SaAlign: Multiple DNA/RNA sequence alignment and phylogenetic tree construction tool for ultra-large datasets and ultra-long sequences based on suffix array

Ziyuan Wang; Junjie Tan; Yanling Long; Yijia Liu; Wenyan Lei; Jing Cai; Yi Yang; Zhibin Liu

doi:10.1016/j.csbj.2022.03.018

SaAlign: Multiple DNA/RNA sequence alignment and phylogenetic tree construction tool for ultra-large datasets and ultra-long sequences based on suffix array

Comput Struct Biotechnol J. 2022 Mar 21:20:1487-1493. doi: 10.1016/j.csbj.2022.03.018. eCollection 2022.

Authors

Ziyuan Wang¹, Junjie Tan², Yanling Long³, Yijia Liu¹, Wenyan Lei¹, Jing Cai⁴, Yi Yang¹, Zhibin Liu¹

Affiliations

¹ Key Laboratory of Bio-Resource and Eco-Environment of Ministry of Education, College of Life Sciences, Sichuan University, Chengdu 610064, Sichuan, PR China.
² Center for Clinical Molecular Medicine, National Clinical Research Center for Child Health and Disorders, Ministry of Education Key Laboratory of Child Development and Disorders, China International Science and Technology Cooperation Base of Child Development and Critical Disorders, Chongqing Key Laboratory of Pediatrics, Children's Hospital of Chongqing Medical University, Chongqing 400014, PR China.
³ College of Computer Science, Sichuan University, Chengdu 610064, Sichuan, PR China.
⁴ West China School of Pharmacy, Sichuan University, Chengdu 610041, Sichuan, PR China.

Abstract

Multiple DNA/RNA sequence alignment is an important fundamental tool in bioinformatics, especially for phylogenetic tree construction.
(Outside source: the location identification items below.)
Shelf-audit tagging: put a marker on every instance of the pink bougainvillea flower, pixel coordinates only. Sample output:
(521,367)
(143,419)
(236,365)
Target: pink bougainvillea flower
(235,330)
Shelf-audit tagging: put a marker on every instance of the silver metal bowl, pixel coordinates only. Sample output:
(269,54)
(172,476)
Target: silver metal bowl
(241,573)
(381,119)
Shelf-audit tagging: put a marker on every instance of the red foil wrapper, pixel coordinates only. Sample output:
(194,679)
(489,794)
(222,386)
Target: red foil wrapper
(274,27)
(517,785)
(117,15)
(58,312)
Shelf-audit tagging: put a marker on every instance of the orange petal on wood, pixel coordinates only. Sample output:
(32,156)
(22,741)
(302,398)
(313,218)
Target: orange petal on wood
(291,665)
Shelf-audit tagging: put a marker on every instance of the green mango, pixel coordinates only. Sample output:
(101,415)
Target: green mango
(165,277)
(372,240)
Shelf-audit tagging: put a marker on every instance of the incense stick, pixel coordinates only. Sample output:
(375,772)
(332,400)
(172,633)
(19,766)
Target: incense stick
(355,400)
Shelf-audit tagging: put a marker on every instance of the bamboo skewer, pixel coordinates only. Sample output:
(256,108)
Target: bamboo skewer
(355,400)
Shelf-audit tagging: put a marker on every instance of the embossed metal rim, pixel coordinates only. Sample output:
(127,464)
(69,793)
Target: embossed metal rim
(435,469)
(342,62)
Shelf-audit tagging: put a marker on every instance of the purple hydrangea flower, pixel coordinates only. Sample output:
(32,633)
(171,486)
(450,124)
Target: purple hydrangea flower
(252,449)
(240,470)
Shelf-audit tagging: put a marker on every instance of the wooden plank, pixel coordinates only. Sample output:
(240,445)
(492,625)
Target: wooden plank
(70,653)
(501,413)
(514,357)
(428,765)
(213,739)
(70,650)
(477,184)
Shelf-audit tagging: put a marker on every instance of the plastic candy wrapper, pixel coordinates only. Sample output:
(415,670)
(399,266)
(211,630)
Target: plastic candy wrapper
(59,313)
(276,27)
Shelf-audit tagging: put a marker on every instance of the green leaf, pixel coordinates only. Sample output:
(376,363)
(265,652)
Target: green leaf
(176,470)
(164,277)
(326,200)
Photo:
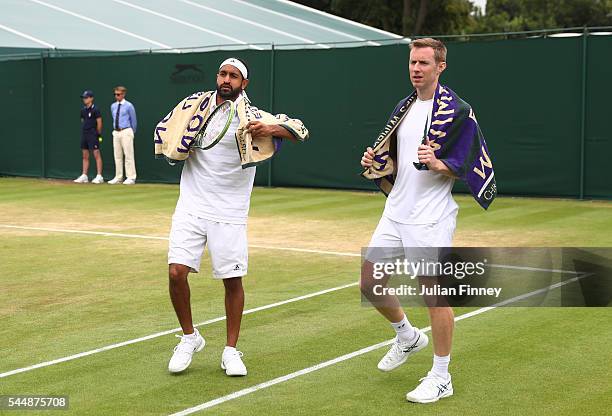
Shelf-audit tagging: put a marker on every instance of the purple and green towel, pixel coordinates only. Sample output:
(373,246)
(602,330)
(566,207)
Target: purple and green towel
(457,141)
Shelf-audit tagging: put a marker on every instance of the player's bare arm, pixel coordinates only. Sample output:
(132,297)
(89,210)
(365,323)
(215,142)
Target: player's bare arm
(259,129)
(368,158)
(426,155)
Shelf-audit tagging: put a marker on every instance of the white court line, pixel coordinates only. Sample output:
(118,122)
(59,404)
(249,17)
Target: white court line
(97,22)
(26,36)
(185,23)
(133,341)
(321,27)
(290,376)
(299,250)
(168,332)
(154,237)
(259,25)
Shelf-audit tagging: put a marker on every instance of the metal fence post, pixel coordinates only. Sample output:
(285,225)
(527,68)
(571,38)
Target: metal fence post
(585,35)
(43,144)
(271,106)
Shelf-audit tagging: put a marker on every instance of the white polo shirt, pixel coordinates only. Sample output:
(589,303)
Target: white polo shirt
(213,184)
(418,196)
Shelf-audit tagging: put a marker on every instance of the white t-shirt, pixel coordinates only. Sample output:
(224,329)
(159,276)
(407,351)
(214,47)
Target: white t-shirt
(418,196)
(213,184)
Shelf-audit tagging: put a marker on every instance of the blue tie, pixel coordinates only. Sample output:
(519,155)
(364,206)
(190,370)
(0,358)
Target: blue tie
(117,117)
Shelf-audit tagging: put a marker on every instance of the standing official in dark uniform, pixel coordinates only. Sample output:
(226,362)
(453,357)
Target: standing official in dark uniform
(91,136)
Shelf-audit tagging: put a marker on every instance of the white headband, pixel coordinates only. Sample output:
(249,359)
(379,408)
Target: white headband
(235,62)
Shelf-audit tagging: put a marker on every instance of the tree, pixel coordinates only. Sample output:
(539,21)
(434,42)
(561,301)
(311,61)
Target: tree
(516,15)
(455,17)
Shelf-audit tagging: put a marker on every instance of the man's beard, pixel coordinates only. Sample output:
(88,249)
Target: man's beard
(228,94)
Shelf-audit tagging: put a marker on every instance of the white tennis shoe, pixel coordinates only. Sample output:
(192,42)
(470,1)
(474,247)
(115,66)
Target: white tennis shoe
(98,179)
(400,351)
(431,389)
(81,179)
(184,351)
(231,362)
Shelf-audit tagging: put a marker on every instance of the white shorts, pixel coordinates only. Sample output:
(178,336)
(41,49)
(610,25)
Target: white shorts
(413,241)
(227,245)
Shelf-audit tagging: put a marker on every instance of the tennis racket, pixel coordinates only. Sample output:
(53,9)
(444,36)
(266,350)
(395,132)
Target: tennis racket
(216,126)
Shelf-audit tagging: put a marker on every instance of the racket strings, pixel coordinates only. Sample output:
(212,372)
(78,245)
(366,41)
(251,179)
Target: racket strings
(214,126)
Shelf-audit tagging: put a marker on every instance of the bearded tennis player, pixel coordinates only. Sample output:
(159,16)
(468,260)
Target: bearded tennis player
(213,206)
(431,139)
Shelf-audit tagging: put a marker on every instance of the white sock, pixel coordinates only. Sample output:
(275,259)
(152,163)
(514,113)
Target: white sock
(405,331)
(192,335)
(440,366)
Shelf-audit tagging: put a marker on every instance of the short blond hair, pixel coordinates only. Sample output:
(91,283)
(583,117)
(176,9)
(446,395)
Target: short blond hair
(437,45)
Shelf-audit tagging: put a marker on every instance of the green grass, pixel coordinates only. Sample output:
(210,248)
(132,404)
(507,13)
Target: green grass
(62,294)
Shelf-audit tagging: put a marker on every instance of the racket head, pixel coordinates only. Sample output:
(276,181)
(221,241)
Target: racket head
(216,125)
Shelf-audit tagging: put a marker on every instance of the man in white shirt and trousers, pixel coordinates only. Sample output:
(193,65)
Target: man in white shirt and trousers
(215,192)
(419,212)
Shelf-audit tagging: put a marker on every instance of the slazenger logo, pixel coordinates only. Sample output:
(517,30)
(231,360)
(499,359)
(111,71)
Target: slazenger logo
(185,73)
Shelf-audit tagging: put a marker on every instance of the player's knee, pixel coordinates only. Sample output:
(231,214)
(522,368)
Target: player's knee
(366,281)
(177,272)
(233,285)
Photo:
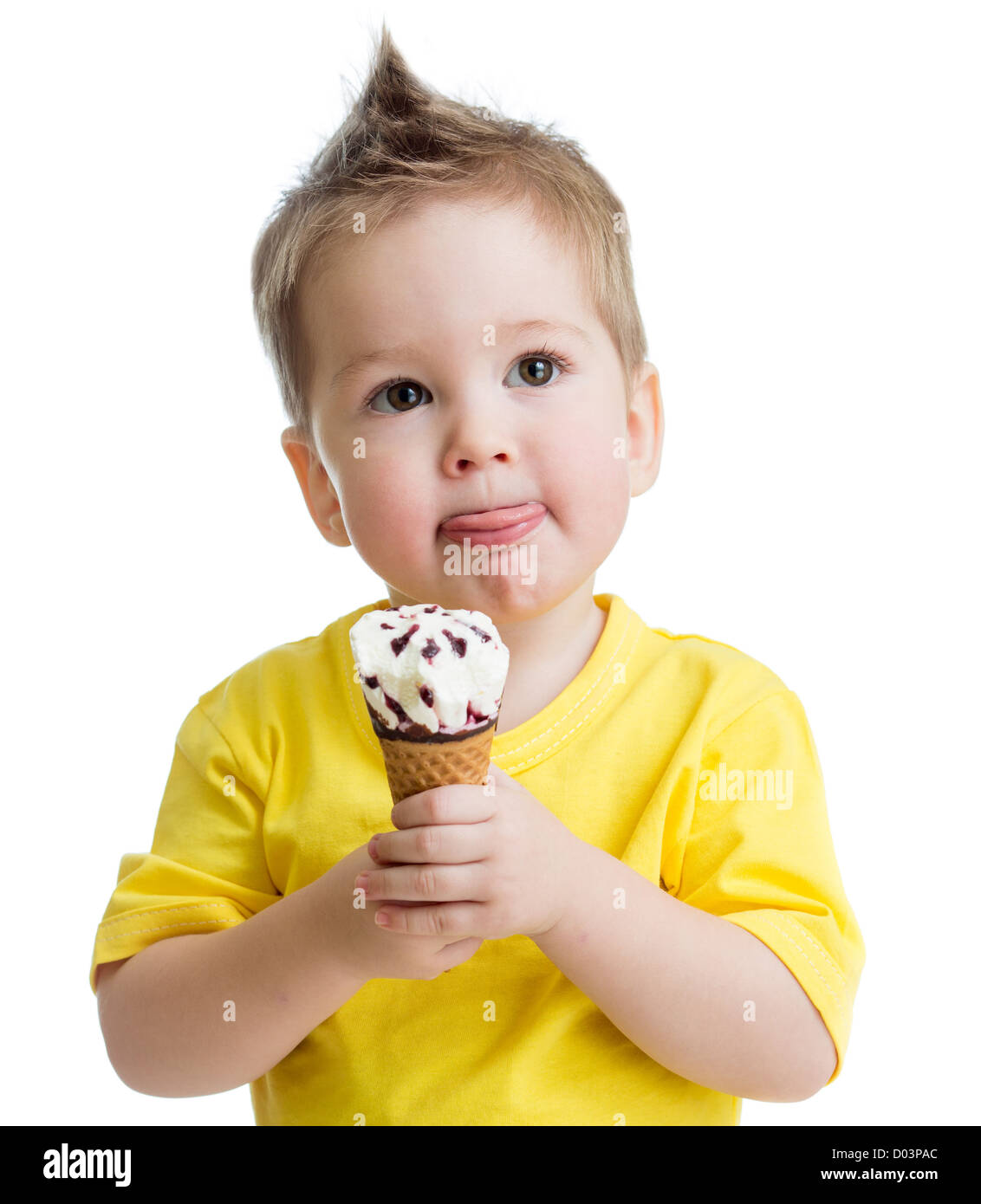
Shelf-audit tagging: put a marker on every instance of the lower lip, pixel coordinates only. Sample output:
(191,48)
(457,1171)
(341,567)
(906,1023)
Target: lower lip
(500,534)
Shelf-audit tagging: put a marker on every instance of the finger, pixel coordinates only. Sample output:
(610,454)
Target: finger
(437,845)
(454,920)
(425,884)
(445,805)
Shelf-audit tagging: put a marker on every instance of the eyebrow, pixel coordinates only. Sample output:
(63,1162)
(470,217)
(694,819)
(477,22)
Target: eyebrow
(530,327)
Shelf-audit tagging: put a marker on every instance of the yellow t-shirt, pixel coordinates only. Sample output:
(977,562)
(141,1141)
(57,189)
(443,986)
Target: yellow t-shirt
(657,753)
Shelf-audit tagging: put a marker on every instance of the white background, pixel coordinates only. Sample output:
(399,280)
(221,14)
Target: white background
(802,193)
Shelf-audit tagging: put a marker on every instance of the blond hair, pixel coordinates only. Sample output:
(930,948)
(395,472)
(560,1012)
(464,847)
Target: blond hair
(403,142)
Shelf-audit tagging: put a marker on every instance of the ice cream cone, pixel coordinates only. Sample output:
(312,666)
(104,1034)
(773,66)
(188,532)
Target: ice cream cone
(438,676)
(417,765)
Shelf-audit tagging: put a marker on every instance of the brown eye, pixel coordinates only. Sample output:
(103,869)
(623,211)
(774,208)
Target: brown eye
(400,397)
(536,370)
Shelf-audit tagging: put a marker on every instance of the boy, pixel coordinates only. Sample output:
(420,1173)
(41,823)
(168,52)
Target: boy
(641,907)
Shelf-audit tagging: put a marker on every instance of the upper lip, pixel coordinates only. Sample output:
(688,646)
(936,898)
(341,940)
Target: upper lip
(503,515)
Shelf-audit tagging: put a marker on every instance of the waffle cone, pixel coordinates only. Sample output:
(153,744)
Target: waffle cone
(413,766)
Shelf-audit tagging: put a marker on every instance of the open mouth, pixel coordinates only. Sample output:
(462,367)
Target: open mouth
(505,525)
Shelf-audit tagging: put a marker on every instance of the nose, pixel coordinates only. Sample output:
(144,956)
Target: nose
(475,438)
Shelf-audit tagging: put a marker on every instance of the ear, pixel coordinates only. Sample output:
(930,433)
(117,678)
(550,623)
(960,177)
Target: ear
(318,490)
(645,430)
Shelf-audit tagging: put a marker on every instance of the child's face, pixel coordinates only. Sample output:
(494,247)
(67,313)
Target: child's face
(465,426)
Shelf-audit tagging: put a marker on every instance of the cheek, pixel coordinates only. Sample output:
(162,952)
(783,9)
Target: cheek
(385,517)
(588,478)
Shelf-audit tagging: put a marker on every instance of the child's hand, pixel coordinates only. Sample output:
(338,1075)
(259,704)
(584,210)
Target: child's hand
(474,864)
(366,950)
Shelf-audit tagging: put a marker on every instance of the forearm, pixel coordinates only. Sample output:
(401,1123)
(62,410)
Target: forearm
(676,981)
(166,1016)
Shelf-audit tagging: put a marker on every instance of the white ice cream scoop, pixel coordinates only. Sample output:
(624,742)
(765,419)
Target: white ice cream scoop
(426,670)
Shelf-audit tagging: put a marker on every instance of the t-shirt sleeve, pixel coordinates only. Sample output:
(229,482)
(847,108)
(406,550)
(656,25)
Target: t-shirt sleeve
(758,852)
(206,868)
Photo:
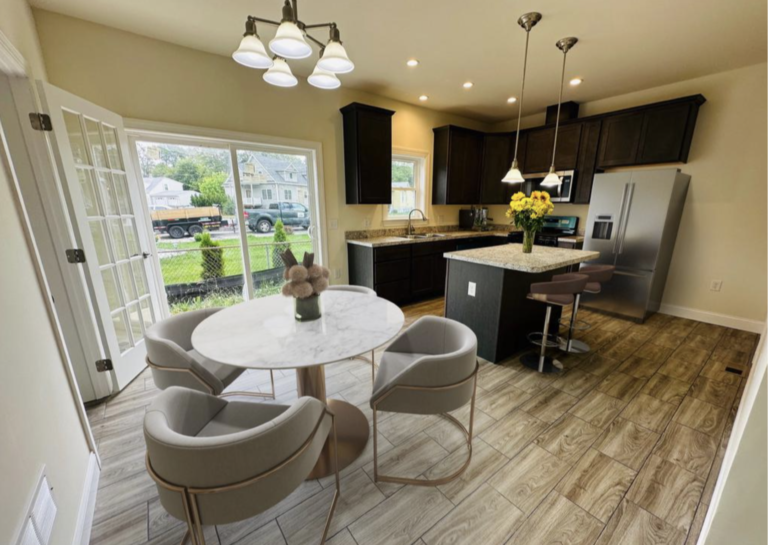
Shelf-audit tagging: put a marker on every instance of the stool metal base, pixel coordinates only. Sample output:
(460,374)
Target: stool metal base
(577,347)
(550,365)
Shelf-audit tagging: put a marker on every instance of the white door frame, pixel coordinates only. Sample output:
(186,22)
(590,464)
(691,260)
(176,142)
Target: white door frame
(24,168)
(183,134)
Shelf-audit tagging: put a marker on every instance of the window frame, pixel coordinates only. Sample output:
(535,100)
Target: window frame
(421,162)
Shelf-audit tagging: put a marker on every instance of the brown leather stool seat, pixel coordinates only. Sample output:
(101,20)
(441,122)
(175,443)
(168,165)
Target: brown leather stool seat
(561,291)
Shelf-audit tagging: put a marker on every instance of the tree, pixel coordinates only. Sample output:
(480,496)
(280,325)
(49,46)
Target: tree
(213,257)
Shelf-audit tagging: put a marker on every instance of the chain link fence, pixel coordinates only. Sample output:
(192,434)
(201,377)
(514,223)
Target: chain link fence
(196,277)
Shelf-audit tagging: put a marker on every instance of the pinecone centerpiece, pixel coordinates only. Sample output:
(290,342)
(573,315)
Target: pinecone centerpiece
(305,282)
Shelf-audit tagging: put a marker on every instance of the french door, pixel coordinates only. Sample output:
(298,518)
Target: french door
(90,149)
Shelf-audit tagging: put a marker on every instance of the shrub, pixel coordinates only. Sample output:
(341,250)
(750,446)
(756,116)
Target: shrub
(213,257)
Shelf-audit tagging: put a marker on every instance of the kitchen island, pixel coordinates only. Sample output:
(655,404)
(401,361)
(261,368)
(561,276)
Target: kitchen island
(487,289)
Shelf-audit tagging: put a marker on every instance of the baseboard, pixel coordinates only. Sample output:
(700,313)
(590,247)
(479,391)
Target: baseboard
(753,326)
(87,503)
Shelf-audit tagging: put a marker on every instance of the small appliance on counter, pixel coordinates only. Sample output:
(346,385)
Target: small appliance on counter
(554,228)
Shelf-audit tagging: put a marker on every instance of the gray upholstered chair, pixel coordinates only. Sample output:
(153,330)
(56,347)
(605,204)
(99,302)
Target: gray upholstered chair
(365,291)
(430,368)
(217,461)
(175,363)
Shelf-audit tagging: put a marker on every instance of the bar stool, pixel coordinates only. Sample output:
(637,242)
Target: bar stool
(598,275)
(560,291)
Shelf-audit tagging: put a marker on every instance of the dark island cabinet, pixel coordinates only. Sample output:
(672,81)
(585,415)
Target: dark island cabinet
(367,154)
(538,155)
(457,166)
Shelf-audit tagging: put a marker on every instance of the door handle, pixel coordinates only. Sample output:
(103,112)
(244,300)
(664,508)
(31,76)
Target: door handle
(626,220)
(621,218)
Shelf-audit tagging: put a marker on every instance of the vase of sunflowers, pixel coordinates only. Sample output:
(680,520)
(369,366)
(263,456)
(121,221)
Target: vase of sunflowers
(528,214)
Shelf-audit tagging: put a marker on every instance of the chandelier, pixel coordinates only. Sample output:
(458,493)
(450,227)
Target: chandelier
(290,42)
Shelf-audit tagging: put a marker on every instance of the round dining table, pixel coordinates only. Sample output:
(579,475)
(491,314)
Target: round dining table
(264,334)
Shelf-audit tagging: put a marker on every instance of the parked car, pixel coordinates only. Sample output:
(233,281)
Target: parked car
(179,222)
(261,220)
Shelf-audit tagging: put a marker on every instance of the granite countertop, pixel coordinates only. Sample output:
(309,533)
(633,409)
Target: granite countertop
(377,242)
(511,256)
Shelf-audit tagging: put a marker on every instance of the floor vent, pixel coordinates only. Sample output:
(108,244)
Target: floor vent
(39,523)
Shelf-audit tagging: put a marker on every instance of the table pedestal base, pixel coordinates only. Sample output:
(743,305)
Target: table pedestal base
(352,429)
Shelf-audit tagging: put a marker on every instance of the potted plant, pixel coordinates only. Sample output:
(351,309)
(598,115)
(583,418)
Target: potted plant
(528,214)
(305,282)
With DNA-sequencing improvements, the amount of bioinformatics data is constantly increasing, and various tools need to be iterated constantly. Mitochondrial genome analyses of multiple individuals and species require bioinformatics software; therefore, their performances need to be optimized. To improve the alignment of ultra-large datasets and ultra-long sequences, we optimized a dynamic programming algorithm using longest common substring methods. Ultra-large test DNA datasets, containing sequences of different lengths, some over 300 kb (kilobase), revealed that the Multiple DNA/RNA Sequence Alignment Tool Based on Suffix Tree (SaAlign) saved time and computational space. It outperformed the existing technical tools, including MAFFT and HAlign-II. For mitochondrial genome datasets having limited numbers of sequences, MAFFT performed the required tasks, but it could not handle ultra-large mitochondrial genome datasets for core dump error. We implement a multiple DNA/RNA sequence alignment tool based on Center Star strategy and use suffix array algorithm to optimize the spatial and time efficiency. Nowadays, whole-genome research and NGS technology are becoming more popular, and it is necessary to save computational resources for laboratories. That software is of great significance in these aspects, especially in the study of the whole-mitochondrial genome of plants.

Keywords: Alignment; DP, Dynamic programming; LCS, Longest common subsequence; MSA, Multiple sequence alignment; Phylogenetic tree; SA, Suffix array; Sequence analysis; Suffix array.